BOLSONARO’S DEFENSE, OUTRAGED BY THE ACCUSATIONS
The former president’s legal team has said it is “shocked and outraged by the accusations made by the Prosecutor’s Office,” since, as it has asserted, Bolsonaro “has never supported any movement that seeks to deconstruct the democratic rule of law or the institutions that enable it.”
In a statement published by lawyer Paulo Cunha, the defense has asserted that “despite two years of investigations – a period in which he was the subject of exhaustive investigative efforts, largely supported by invasive precautionary measures, including the preventive detention of close supporters – no element was found that even remotely linked” Bolsonaro “to the narrative constructed in the complaint.”
“There is no message from the (then) president that supports the accusation, despite a search carried out on his personal phones. The inept accusation goes so far as to attribute to him participation in contradictory plans and based on a single plea agreement, altered several times, by an informant who questions his own voluntariness,” he said.

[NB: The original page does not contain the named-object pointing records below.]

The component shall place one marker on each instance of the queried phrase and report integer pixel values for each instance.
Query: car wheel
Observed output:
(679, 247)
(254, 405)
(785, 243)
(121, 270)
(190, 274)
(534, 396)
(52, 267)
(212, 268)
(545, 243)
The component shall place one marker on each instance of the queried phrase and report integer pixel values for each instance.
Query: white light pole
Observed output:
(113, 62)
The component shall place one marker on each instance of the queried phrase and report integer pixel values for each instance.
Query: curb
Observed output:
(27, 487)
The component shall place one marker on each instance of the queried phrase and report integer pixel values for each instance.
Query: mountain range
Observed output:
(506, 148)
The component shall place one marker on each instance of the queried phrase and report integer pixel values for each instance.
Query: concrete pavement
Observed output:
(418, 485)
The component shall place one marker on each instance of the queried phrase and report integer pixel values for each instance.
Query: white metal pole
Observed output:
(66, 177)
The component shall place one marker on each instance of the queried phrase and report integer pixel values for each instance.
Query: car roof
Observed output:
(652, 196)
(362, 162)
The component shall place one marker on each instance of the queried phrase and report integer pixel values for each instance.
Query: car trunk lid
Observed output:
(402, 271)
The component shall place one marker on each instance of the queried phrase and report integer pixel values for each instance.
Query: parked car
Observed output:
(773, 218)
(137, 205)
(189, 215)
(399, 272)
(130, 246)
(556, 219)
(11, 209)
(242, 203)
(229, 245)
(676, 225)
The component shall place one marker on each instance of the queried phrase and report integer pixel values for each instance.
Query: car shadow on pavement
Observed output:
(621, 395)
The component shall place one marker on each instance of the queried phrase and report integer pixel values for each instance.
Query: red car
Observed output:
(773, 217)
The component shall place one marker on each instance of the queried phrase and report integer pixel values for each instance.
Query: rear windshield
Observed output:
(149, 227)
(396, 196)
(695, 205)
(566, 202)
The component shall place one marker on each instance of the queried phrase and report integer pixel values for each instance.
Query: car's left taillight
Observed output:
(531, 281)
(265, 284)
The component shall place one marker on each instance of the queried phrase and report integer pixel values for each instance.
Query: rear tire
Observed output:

Therefore, he considered that “it is no coincidence that he changed his version countless times to build a fantastic narrative.” “Bolsonaro trusts Justice and, therefore, believes that this complaint will not prosper due to its precariousness, incoherence and lack of truthful facts to support it before the Judiciary,” he concluded.
In the event that the Supreme Court admits the complaint, the former president will become an accused and will face criminal proceedings in the courts.